Было ясно, что он не замедлит привести свою угрозу в исполнение, и таинственный эмиссар поспешно шмыгнул в тень снастей и исчез где-то в направлении грот-мачты.
— Э-э-эй! Что тут еще такое? — рявкнул один из баковых, разбуженный криком.
Билли перелез через борт, и матрос его узнал.
— А, Красавчик, это ты? Видно, что-то случилось, раз ты з-з-заикаешься.
— Да я наткнулся тут у нас на ютового, — ответил Билли, уже справившийся со своим заиканием. — Ну и отправил его туда, откуда он пришел.
— Только и всего, фор-марсовый? — проворчал второй баковый, пожилой матрос, которого товарищи за раздражительный характер, багровую физиономию и рыжие волосы прозвали Красным Перцем. — Я бы такого пролазу оженил на дочке пушкаря.
Это выражение означало, что он с удовольствием подверг бы такого пролазу наказанию плетьми, положив его на пушечный ствол.
Тем не менее объяснение Билли вполне их удовлетворило, так как баковые — по большей части ветераны, закосневшие в морских предрассудках, — весьма ревниво относятся к покушениям на свои территориальные права, особенно со стороны ютовых, потому что ставят их чрезвычайно низко, как сухопутных крыс, которые только и умеют, что убрать грот или взять на нем рифы, и на мачте выше первого рея не бывали, а о том, чтобы свайкой орудовать или, скажем, с юферсом управиться, так и говорить нечего.
Это происшествие ввергло Билли Бадда в тягчайшее недоумение.

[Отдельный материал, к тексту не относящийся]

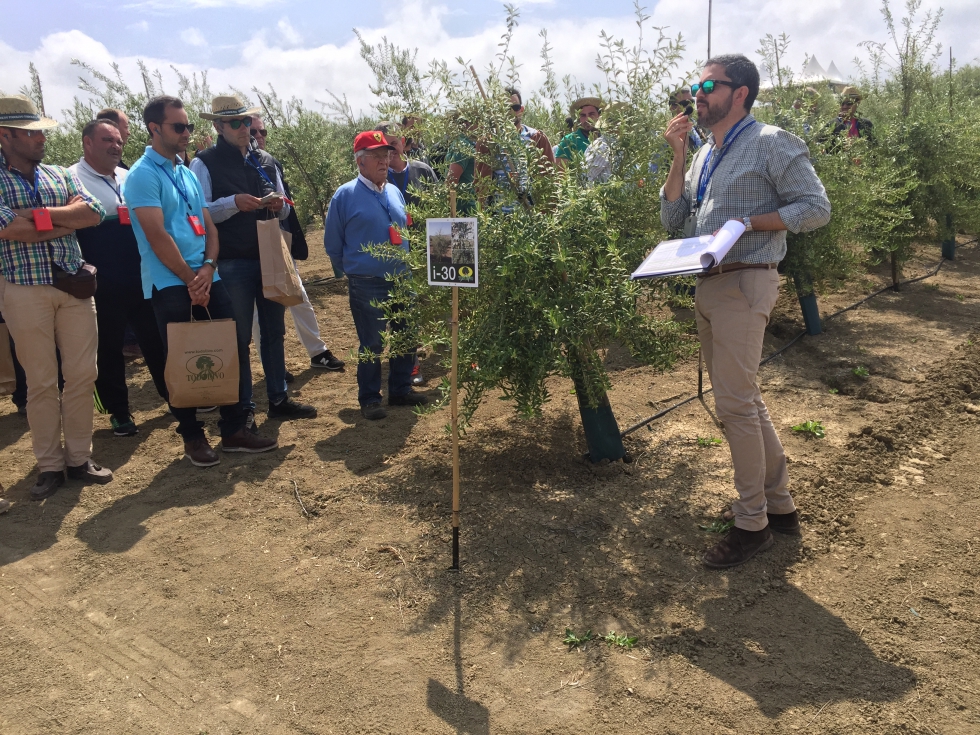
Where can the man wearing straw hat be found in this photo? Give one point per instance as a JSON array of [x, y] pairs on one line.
[[40, 209], [235, 178]]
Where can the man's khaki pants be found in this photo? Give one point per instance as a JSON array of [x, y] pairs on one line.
[[732, 311], [41, 318]]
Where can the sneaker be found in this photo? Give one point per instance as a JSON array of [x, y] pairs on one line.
[[409, 399], [123, 425], [244, 440], [90, 472], [417, 377], [327, 361], [47, 485], [290, 409], [200, 453], [737, 548], [373, 412]]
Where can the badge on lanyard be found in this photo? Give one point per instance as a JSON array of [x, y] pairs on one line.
[[42, 220]]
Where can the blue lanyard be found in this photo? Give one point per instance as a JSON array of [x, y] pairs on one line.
[[262, 173], [707, 170], [178, 187]]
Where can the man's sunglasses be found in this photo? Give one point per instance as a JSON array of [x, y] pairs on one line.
[[235, 124], [179, 128], [708, 85]]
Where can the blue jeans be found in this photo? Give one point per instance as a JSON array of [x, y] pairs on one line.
[[370, 324], [173, 304], [243, 280]]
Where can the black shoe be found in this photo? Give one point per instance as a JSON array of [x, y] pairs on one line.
[[290, 409], [409, 399], [327, 361], [373, 412], [47, 484]]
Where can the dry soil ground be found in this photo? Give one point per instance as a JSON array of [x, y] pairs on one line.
[[181, 600]]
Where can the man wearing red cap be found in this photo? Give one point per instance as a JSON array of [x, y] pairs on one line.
[[363, 212]]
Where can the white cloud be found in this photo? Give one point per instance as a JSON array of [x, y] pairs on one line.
[[830, 29], [193, 37]]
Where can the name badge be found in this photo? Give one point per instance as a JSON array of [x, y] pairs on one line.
[[42, 220]]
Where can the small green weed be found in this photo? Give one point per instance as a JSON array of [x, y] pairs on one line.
[[718, 526], [574, 641], [811, 428], [709, 441], [622, 641]]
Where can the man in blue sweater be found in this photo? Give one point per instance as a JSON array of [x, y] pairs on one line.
[[362, 212]]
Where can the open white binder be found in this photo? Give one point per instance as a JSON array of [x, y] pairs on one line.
[[691, 255]]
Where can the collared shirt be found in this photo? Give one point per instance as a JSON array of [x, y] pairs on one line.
[[29, 263], [225, 207], [765, 169], [106, 189], [153, 182]]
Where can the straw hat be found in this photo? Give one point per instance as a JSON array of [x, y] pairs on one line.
[[16, 111], [226, 107], [584, 102]]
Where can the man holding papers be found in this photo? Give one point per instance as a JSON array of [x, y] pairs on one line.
[[760, 176]]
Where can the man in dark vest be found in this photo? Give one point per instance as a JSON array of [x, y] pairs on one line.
[[235, 179]]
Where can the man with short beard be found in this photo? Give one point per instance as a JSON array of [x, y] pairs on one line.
[[760, 175]]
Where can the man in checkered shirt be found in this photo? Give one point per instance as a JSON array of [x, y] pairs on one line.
[[40, 317], [760, 175]]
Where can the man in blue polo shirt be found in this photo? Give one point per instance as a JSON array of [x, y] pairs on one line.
[[362, 212], [178, 246]]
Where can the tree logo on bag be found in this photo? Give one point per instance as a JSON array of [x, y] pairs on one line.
[[204, 367]]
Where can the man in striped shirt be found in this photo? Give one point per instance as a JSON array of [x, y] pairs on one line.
[[760, 175], [40, 209]]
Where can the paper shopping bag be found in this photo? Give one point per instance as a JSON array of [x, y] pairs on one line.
[[280, 282], [202, 363], [8, 379]]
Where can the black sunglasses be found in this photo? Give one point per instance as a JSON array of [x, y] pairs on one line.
[[179, 128], [708, 85]]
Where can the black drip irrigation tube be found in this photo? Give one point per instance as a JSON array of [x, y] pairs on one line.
[[660, 414]]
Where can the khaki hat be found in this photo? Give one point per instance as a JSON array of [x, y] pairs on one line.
[[228, 107], [16, 111], [585, 101]]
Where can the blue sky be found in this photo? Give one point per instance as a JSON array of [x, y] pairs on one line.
[[305, 47]]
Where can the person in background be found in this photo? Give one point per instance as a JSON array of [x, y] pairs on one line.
[[760, 175], [304, 318], [587, 111], [367, 210], [40, 208], [408, 175], [112, 248], [178, 245], [235, 178]]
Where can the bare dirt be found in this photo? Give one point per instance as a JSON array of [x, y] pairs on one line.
[[181, 600]]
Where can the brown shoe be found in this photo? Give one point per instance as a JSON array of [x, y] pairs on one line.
[[244, 440], [90, 472], [199, 452], [737, 547]]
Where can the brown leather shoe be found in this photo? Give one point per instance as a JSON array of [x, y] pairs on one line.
[[244, 440], [90, 472], [199, 452], [737, 547]]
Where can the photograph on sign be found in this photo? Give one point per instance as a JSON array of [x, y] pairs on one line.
[[452, 252]]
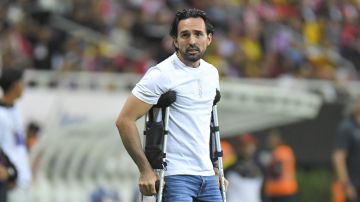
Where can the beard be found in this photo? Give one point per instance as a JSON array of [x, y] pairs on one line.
[[192, 56]]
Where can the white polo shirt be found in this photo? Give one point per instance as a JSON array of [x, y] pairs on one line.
[[12, 141], [187, 149]]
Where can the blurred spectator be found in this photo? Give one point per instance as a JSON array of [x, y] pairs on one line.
[[304, 39], [280, 181], [245, 176], [13, 139], [32, 134], [346, 156]]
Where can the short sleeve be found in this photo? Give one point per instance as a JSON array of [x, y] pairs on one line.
[[343, 136], [151, 86]]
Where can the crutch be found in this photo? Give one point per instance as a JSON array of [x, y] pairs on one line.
[[155, 137], [215, 146]]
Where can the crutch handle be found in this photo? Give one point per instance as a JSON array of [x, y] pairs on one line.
[[166, 99], [217, 97]]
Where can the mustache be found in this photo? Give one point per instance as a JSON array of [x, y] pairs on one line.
[[193, 48]]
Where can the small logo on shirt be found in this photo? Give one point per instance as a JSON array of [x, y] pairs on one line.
[[199, 88], [19, 139]]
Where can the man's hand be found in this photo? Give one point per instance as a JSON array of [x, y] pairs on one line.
[[147, 182], [226, 182]]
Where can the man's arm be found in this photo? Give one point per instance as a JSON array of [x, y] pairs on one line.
[[131, 111], [339, 161]]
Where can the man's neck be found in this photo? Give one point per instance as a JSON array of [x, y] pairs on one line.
[[7, 101]]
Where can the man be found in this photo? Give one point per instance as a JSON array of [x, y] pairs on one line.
[[245, 176], [11, 132], [189, 175], [280, 181], [346, 156], [8, 175]]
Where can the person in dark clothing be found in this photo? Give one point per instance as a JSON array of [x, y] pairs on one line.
[[346, 155], [8, 175]]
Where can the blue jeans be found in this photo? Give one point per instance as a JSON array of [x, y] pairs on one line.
[[189, 188]]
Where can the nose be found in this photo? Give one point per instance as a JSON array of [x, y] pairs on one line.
[[192, 39]]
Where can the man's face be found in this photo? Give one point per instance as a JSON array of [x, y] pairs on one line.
[[192, 40]]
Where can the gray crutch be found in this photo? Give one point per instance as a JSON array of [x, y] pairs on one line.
[[215, 147], [155, 137]]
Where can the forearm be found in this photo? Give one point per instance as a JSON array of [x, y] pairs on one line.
[[131, 140]]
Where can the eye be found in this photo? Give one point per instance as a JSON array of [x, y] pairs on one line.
[[198, 34], [184, 35]]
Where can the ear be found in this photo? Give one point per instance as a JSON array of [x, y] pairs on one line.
[[175, 42], [209, 36]]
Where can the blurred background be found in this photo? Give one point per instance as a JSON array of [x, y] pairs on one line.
[[290, 65]]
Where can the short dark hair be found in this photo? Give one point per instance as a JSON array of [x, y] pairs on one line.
[[190, 13], [9, 76]]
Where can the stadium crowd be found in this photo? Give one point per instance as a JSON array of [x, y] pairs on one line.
[[313, 39]]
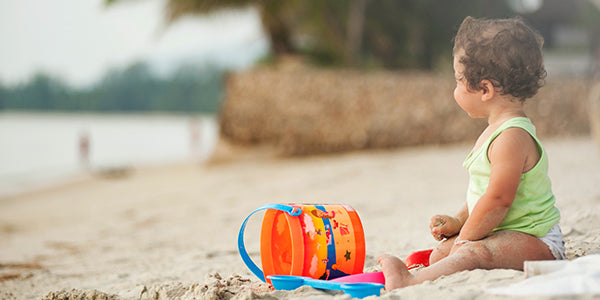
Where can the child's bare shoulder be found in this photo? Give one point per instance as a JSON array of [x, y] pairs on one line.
[[515, 143]]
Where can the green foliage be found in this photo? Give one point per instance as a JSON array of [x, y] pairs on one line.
[[133, 89]]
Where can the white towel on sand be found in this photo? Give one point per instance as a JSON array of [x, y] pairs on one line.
[[576, 277]]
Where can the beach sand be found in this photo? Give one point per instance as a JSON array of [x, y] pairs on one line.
[[170, 232]]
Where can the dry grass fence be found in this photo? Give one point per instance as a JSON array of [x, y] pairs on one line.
[[301, 111]]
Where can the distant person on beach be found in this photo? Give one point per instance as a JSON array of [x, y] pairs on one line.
[[509, 215]]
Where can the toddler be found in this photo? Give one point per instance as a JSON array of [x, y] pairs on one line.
[[509, 215]]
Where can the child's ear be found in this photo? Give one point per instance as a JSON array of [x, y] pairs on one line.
[[488, 91]]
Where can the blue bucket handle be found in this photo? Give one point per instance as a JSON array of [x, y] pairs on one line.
[[291, 210]]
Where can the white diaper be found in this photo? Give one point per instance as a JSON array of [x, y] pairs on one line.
[[555, 242]]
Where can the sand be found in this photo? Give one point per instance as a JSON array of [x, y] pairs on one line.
[[170, 232]]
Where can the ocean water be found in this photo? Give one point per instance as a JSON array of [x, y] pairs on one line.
[[41, 148]]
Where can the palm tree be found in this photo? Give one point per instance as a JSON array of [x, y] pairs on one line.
[[276, 16]]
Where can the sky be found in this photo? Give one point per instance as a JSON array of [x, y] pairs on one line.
[[78, 41]]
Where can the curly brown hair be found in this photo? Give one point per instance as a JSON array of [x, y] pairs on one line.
[[506, 52]]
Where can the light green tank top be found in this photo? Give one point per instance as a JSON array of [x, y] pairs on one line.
[[533, 210]]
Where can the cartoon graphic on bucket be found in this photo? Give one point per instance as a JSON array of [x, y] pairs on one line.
[[317, 241]]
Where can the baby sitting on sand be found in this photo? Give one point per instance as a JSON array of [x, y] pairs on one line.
[[509, 216]]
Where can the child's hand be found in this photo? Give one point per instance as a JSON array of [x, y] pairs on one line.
[[443, 226]]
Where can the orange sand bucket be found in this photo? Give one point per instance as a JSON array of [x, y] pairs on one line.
[[318, 241]]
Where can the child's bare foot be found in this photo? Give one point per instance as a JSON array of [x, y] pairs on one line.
[[395, 272]]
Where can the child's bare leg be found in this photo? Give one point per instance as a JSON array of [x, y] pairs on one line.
[[503, 249], [441, 250]]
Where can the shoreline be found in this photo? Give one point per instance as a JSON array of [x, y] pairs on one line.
[[170, 231]]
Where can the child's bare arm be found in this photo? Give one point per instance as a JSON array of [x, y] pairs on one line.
[[444, 226], [507, 156]]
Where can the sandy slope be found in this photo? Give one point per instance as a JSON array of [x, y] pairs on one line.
[[170, 233]]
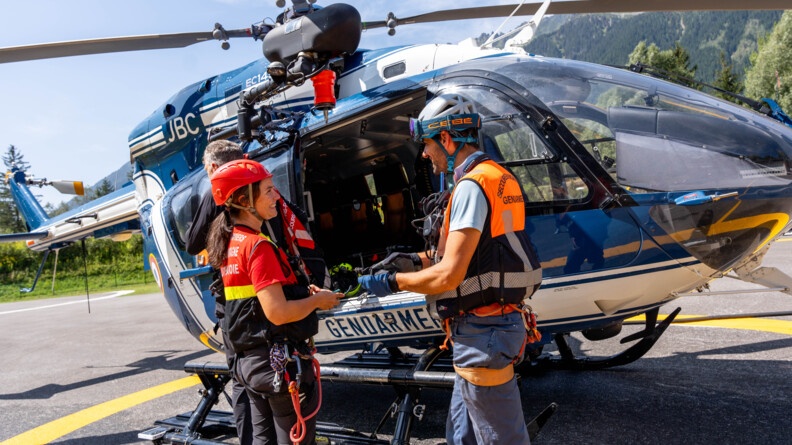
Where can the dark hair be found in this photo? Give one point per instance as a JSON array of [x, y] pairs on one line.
[[223, 225]]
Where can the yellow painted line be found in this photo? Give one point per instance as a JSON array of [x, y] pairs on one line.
[[752, 324], [60, 427]]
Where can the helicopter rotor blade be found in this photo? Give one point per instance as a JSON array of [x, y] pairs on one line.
[[575, 7], [114, 45]]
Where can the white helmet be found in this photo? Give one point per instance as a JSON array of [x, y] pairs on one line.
[[446, 112]]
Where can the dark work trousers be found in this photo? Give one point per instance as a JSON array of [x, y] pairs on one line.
[[253, 369], [240, 402]]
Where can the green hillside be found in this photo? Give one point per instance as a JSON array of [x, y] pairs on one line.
[[610, 38]]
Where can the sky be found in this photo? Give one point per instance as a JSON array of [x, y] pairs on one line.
[[70, 117]]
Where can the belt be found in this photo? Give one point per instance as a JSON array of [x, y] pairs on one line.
[[486, 376], [493, 309]]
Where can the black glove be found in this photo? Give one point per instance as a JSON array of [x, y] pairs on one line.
[[399, 262]]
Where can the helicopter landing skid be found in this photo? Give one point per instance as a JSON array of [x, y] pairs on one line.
[[566, 359], [206, 426]]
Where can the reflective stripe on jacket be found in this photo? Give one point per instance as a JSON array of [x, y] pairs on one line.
[[245, 322]]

Ничего подобного с ним прежде не случалось. Никогда еще никто не пробовал подговаривать его тайком на какие-то темные делишки. И ведь этого ютового он вовсе не знал: слишком уж далеко друг от друга располагались их посты — один нес вахту на носу высоко над палубой, второй стоял на палубе у самой кормы.
Что же это означало? И неужели те две блестящие штучки, которые чужак поднес к его (Билли) глазам, и вправду были золотые гинеи? Откуда они у него? Ведь в море даже лишняя пуговица, и та редкость. Чем больше Билли ломал голову над этим случаем, тем больше он терялся, и в нем нарастало неясное беспокойство. В том, как он с омерзением отмахнулся от этих гиней, хотя толком не понял, чего от него хотят, и лишь инстинктивно почувствовал, что дело нечисто, его можно уподобить молодому необъезженному жеребчику, который впервые в жизни глотнул дыма химической фабрики и долго фыркает, чтобы очистить от него свои ноздри и легкие. У нашего фор-марсового не было ни малейшего желания возобновлять разговор с незнакомцем — пусть даже для того лишь, чтобы узнать, зачем тот к нему приходил. И в то же время он не прочь был бы поглядеть, как его ночной гость выглядит при свете дня, — любопытство вполне естественное.